Wczoraj u mnie w kuchni było bardzo naleśnikowo i bardzo szpinakowo. Za jednym podejście powstały obiady na 2 dni ze szpinakiem w roli głównej, z tym, że wczoraj były zielone naleśniki szpinakowe, a dziś szpinak zagościł w farszu. Dodatek suszonych pomidorów bardzo mi odpowiada, bo bardzo je lubię, a ser feta zaostrzył smak całości.
Mnie smakowały… bardzo… ale to moje smaki.

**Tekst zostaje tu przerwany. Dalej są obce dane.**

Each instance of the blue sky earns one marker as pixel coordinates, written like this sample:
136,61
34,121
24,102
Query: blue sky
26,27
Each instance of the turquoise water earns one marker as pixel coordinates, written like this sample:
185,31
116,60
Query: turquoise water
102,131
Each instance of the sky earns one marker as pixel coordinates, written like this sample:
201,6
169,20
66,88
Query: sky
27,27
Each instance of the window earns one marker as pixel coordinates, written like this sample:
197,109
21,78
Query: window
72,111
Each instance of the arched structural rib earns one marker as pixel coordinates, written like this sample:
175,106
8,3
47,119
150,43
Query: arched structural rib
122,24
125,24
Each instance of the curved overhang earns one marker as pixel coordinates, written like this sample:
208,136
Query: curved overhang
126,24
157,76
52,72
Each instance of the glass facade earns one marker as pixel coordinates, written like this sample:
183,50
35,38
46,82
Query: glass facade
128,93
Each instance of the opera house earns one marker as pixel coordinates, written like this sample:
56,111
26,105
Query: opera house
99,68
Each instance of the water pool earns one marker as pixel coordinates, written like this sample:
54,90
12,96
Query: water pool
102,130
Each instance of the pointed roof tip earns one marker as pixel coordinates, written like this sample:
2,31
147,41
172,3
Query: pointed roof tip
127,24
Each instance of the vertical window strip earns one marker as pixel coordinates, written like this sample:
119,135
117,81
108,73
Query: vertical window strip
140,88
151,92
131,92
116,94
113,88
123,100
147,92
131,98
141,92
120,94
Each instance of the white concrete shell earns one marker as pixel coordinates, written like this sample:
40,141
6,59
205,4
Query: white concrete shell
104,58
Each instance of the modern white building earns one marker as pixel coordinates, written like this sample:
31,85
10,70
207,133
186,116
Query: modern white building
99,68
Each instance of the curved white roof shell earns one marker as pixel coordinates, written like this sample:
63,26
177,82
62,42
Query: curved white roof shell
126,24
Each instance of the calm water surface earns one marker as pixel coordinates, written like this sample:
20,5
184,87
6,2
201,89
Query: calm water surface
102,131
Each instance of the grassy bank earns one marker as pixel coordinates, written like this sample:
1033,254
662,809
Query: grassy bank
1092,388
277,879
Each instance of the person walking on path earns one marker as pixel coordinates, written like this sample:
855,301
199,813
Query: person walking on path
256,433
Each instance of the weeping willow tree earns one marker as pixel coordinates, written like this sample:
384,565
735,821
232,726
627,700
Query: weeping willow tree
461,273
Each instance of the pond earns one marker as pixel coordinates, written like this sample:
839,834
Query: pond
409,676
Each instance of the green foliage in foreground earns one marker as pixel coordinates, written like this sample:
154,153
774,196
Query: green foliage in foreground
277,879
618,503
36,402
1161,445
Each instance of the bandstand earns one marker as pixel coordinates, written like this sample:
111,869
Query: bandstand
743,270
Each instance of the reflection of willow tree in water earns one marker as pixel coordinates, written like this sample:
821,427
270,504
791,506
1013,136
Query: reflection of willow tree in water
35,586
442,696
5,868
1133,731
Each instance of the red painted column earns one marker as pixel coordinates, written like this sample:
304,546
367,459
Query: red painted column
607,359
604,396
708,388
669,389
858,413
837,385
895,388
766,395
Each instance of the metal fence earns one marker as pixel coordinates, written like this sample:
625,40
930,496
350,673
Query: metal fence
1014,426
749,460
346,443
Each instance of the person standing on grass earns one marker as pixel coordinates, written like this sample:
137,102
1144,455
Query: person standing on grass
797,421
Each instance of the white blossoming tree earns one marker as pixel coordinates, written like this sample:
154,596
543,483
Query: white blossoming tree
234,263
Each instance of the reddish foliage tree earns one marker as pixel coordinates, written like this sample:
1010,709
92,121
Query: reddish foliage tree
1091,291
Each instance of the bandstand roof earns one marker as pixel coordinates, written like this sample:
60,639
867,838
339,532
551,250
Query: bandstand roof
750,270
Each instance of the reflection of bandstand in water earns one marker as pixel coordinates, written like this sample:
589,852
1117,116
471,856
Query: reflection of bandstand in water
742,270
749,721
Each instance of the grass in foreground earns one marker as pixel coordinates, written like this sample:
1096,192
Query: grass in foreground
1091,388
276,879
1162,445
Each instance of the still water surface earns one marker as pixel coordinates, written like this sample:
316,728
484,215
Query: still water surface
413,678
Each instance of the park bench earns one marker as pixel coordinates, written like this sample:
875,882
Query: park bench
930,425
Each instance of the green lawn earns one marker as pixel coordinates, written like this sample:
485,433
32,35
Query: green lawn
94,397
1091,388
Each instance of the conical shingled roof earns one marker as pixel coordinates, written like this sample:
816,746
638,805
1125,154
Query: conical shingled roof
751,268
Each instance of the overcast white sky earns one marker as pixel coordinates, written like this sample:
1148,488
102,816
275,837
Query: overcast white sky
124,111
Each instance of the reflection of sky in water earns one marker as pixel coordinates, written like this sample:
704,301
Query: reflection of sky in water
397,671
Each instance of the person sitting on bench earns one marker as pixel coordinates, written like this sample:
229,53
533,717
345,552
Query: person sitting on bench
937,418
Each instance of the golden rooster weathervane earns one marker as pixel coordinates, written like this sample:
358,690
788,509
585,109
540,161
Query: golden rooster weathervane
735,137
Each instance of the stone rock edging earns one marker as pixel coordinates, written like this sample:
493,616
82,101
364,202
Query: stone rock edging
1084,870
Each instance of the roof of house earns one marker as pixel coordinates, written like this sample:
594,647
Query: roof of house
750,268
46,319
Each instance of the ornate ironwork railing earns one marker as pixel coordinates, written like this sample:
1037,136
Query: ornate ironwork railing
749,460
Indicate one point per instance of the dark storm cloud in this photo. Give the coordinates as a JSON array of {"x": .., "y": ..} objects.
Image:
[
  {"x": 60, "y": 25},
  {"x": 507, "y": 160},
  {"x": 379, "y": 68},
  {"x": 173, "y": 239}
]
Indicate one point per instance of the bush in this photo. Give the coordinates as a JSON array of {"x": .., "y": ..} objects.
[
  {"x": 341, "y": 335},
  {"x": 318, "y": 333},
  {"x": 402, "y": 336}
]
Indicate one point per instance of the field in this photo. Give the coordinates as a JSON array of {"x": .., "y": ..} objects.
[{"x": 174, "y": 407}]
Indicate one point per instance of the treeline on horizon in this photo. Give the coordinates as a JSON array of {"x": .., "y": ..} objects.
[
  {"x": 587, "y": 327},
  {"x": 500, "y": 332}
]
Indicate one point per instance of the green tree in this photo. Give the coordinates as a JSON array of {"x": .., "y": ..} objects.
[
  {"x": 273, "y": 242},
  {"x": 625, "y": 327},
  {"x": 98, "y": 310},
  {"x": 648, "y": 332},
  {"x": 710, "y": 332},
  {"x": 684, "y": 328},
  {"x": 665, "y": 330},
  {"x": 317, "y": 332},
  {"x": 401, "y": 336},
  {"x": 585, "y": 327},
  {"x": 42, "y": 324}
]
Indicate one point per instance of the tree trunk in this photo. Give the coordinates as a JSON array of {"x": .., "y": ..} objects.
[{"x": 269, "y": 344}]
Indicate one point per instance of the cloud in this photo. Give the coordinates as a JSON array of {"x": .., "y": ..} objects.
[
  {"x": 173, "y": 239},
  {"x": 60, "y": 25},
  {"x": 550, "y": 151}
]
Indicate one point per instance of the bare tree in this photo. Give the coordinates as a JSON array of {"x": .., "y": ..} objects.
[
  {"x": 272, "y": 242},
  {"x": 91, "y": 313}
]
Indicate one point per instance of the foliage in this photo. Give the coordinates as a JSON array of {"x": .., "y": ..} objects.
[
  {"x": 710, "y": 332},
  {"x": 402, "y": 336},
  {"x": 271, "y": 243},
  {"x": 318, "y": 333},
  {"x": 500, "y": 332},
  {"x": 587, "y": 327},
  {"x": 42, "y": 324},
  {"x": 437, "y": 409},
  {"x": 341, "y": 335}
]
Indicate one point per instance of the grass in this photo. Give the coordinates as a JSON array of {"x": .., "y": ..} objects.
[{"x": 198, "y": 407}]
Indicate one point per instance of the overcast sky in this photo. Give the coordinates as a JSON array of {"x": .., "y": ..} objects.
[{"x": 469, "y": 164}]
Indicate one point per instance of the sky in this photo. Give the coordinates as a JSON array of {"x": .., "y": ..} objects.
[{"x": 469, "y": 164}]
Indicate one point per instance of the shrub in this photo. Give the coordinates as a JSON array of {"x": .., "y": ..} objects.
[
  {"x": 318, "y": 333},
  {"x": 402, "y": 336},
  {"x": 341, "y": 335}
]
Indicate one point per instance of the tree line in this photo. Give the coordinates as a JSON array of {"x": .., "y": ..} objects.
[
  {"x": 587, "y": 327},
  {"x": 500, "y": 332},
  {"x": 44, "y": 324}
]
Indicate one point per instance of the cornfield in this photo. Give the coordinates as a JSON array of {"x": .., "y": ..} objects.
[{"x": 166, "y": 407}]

I dodam jeszcze – odsmażone na drugi dzień o wiele lepiej smakują, stąd wniosek, że można, a nawet trzeba zrobić je z pewnym wyprzedzeniem.
Składniki na 8-9 szt.
Ciasto naleśnikowe
1,5 szklanki mąki pszennej
1 szklanki mleka
1 szklanka wody mineralnej gazowanej /jeśli trzeba dodać więcej/
szczypta soli
szczypta proszku do pieczenia /będą mięciutkie/
2 łyżki oleju
Farsz
400 g świeżego szpinaku /zamiennie mrożony/
1 cebula
1-2 ząbki czosnku /ewentualnie granulowany/
słoiczek pomidorów suszonych /mój 200 g/
1 kostka fety
pieprz
Wykonanie
Naleśniki wykonać zgodnie z przepisem podstawowym.
Cebulę pokroić w kostkę, czosnek posiekać, zeszklić na oleju z zalanych suszonych pomidorów.. Dodać szpinak i smażyć, aż straci surowość, a płyn odparuje. Ostudzić.
Ser pokroić w kostkę, pomidory w paski, dodać do szpinaku, wymieszać. Doprawić pieprzem.
Farsz zawijać w usmażone naleśniki i albo podawać z sosem np. czosnkowym, albo odsmażyć na maśle.
Ja podałam odsmażone, do tego pyszne ogóreczki kiszone z czosnkiem – na ostro. Było bardzo smaczne połączenie.
Jak zrobić owe ogórki ? postaram się podzielić informacją niebawem.